Fig. 7. Casein kinase 2 inhibition restores firing properties in 3xTg DA neurons.

a Representative firing trace from a naïve WT neuron (black) and one pre-incubated with SGC (1 µM, purple). b Representative trace from a naive 3xTg neuron (red) and one pre-incubated with SGC (gray). c SGC decreased firing frequency in 3xTg (n = 35 neurons, 8 naïve mice and n = 16 neurons, 3 SGC treated mice; two-tailed Sidak’s, P < 0.0001) but not WT (n = 38 neurons, 10 naive mice and n = 16 neurons, 3 SGC treated mice; two-tailed Sidak’s, P = 0.1140) neurons; F_genotype = 5.988, P = 0.0161; F_SGC = 3.514, P = 0.0637; F_{genotype × SGC} = 18.93, P < 0.0001). d SGC decreased CV_ISI in 3xTg (two-tailed Sidak’s, P = 0.0002, same mice as in c) but not WT (two-tailed Sidak’s, P = 0.9796) DA neurons (F_SGC = 9.502, P = 0.0026; F_{genotype × SGC} = 8.034, P = 0.0055). e Averaged inter-spike interval (ISI) voltage trajectories of naive 3xTg neurons and ones pre-incubated with SGC. f SGC hyperpolarized the mAHP in 3xTg (P < 0.0001) but not WT (P = 0.3225) neurons (two-way ANOVA, F_genotype = 6.349, P = 0.0133; F_SGC = 36.74, P < 0.0001; F_{genotype x SGC} = 17.22, P < 0.0001, same mice as in e). g Schematic of in vivo treatment paradigm. 3xTg mice received either vehicle or SGC (1 mg/kg, i.p.) twice a day for four days (pre-treatment), daily treatment for ten days, followed by cessation of treatment for up to seven days. Electrophysiology experiments took place either during the daily treatment phase or final no-drug phase (denoted with arrows) to test short-term and persistent effects of SGC treatment. h Averaged ISI voltage trajectories of vehicle-treated (burgundy) and SGC-treated (gray) 3xTg neurons. i Systemic SGC treatment decreased firing frequency (one-way ANOVA, F = 4.374, P = 0.0187) in 3xTg mice (n = 15 neurons, 2 vehicle mice) during the daily injection phase (n = 16 neurons, 2 mice; two-tailed Dunnett’s, P = 0.0134) and trended toward significance up to seven days following injections (n = 15 neurons, 2 mice; two-tailed Dunnett’s, P = 0.0634). j SGC treatment hyperpolarized the mean medium after hyperpolarization (one-way ANOVA, F = 14.53, P < 0.0001, same mice and cells as in i) during the daily injection phase (two-tailed Dunnett’s, P < 0.0001), an effect that persisted after injections were terminated (two-tailed Dunnett’s, P = 0.0002). Error bars represent standard error. Source data are provided as a Source Data file. Created in BioRender. Beckstead, M. (2023) BioRender.com/y52l770.

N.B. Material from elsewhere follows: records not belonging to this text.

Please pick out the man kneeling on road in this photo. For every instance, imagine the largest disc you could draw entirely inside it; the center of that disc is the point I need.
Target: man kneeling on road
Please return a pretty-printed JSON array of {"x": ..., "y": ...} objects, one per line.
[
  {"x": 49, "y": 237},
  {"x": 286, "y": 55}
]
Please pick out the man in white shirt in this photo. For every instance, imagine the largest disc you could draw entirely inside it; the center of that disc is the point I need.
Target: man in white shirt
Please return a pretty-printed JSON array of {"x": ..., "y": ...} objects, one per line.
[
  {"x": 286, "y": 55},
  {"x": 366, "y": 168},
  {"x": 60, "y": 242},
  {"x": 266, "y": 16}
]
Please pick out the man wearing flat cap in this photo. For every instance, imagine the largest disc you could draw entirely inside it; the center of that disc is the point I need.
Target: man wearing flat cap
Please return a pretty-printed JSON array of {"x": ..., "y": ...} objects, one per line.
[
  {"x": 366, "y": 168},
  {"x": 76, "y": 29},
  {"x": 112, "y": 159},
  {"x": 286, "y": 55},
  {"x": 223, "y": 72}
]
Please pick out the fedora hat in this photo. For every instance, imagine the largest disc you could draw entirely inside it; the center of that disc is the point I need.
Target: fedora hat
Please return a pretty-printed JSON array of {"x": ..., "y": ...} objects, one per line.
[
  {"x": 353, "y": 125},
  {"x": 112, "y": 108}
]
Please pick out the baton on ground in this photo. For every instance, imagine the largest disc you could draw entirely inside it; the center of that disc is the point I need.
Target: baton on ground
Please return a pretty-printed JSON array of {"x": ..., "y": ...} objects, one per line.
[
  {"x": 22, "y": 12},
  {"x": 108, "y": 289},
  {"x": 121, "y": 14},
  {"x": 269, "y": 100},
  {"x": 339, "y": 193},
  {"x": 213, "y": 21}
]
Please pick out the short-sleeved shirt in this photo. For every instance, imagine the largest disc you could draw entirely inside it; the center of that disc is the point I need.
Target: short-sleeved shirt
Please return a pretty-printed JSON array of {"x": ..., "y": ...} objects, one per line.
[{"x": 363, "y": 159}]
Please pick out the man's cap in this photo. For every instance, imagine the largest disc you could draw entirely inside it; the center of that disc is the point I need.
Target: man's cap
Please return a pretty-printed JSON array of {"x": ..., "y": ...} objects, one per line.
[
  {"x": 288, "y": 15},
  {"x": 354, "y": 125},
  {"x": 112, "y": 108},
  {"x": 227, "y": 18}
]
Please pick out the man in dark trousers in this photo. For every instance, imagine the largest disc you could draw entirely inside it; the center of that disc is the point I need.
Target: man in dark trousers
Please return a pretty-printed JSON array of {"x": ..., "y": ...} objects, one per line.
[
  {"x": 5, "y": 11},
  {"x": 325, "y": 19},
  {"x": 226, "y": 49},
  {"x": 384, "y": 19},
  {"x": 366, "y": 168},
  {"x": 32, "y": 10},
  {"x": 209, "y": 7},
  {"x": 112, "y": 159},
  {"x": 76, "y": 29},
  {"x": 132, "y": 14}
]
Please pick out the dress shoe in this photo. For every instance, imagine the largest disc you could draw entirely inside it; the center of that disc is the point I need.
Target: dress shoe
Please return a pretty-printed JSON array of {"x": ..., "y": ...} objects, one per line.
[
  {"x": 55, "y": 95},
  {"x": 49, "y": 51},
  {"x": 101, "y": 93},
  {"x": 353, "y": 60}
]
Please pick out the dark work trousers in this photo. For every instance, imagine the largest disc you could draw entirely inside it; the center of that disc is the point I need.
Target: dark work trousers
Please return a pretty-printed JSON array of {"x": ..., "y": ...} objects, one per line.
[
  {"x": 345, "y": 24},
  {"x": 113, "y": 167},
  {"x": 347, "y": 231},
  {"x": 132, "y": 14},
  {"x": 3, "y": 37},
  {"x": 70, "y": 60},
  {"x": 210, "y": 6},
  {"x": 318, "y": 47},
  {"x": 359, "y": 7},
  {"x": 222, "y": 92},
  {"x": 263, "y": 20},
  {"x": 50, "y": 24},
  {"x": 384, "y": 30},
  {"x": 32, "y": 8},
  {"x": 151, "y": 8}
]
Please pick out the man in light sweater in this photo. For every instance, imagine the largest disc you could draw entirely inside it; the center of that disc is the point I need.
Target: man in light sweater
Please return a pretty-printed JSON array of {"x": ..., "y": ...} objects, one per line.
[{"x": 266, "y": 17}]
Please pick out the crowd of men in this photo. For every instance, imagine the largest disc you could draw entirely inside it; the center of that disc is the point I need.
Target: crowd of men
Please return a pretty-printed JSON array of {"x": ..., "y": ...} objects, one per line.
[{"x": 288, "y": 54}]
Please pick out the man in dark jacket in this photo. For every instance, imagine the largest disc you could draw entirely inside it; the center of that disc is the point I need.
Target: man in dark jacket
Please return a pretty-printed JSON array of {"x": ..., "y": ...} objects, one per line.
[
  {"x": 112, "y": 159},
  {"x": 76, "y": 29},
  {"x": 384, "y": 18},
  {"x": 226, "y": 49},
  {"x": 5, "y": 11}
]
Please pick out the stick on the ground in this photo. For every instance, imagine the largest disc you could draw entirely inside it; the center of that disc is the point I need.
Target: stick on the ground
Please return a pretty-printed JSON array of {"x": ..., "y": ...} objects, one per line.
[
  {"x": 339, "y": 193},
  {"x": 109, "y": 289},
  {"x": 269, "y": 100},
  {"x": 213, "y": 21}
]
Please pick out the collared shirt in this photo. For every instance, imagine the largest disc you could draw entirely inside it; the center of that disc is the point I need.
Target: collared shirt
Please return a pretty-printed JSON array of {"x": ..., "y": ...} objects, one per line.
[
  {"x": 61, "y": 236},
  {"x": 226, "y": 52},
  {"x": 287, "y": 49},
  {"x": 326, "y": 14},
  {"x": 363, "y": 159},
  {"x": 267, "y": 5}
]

Fig. 8. Proposed mechanism of hyperexcitability in 3xTg VTA DA neurons.

Normally, VTA DA neurons maintain a balance between CK2 and PP2A resulting in low basal phosphorylation of CaM. In 3xTg mice, hyperactive CK2 results in hyperphosphorylated CaM, effectively decreasing SK channel calcium binding affinity and channel opening. This results in increased firing rate and irregularity in 3xTg mice. Created in BioRender. Beckstead, M. (2023) BioRender.com/j31r759.